The boxplot and histogram tell you all by themselves that your data are skewed, especially in group A. The Shapiro-Wilk test is kind of pointless. With data thusly skewed the ANOVA isn't really appropriate. The Kruskal-Wallis rank sum test is based on the ranks, not the absolute values and doesn't require normality, either in the measures or residuals. It is the more appropriate test.
A quick Google search will tell you one requires normality and one does not.
One thing you might consider is that durations are an arbitrary representation of time. For example, you can indicate the duration of an event as 2 s or you can say the event has a rate 0.5 events/s. It's the exact same thing and both numbers can arbitrarily be interchanged for representation. However, rates tend to be much less skewed and more appropriate for statistical analysis.
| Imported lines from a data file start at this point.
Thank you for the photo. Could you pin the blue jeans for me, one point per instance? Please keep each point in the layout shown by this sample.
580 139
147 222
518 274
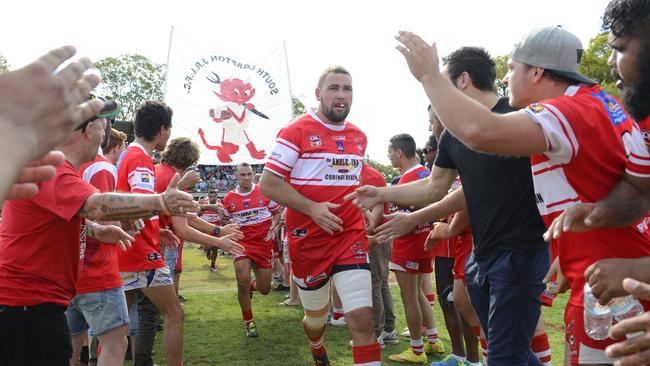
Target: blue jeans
504 290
It's possible your rates are normally distributed and you can use ANOVA in that case.
If you do decide to look at rates, keep in mind that the direction of magnitude changes, a higher duration values = a lower rate value. Some people use a negative rate just to avoid that confusion.
As ttnphns commented, neither Kruskal-Wallis nor rank sum tests have any assumptions about distributional similarity between groups. There is a point of confusion that somtimes arises in these tests because, while in the most general sense they are tests for stochastic dominance (e.g., H$_{0} \text{: P}(X_{A} > X_{B}) = \frac{1}{2})$, with two additional assumptions—(1) that the distributions are the same shape, and (2) that any differences between the distributions of the groups are differences of central location—the tests can be interpreted as tests for median difference (e.g., H$_{0} \text{: } \tilde{x}_{A} = \tilde{x}_{b}$).
Therefore, significance is not an issue, and there is nothing to "mitigate." However, substantive interpretation (i.e. stochastic dominance versus median, mean, etc. difference) will entail.
Best Answer
I don't think the statement in the quote is accurate.
The Kruskal-Wallis is effectively a test for at least one variable being stochastically larger than at least one other, which doesn't require identity of shape. Indeed, even if it was being used as a test of identical distribution under the null, it would only be necessary for the shape to be identical under the null; if the null is false, there's still no requirement for the shape to be the same then.
If, however, one was looking specifically at say a location shift alternative, in order to use it specifically as say a test of location difference (a test of medians, or of means, or of tenth percentiles or ... against a shift in the same) then the shapes would then be assumed the same under both null and alternative in order that rejection of the null implied that location shift.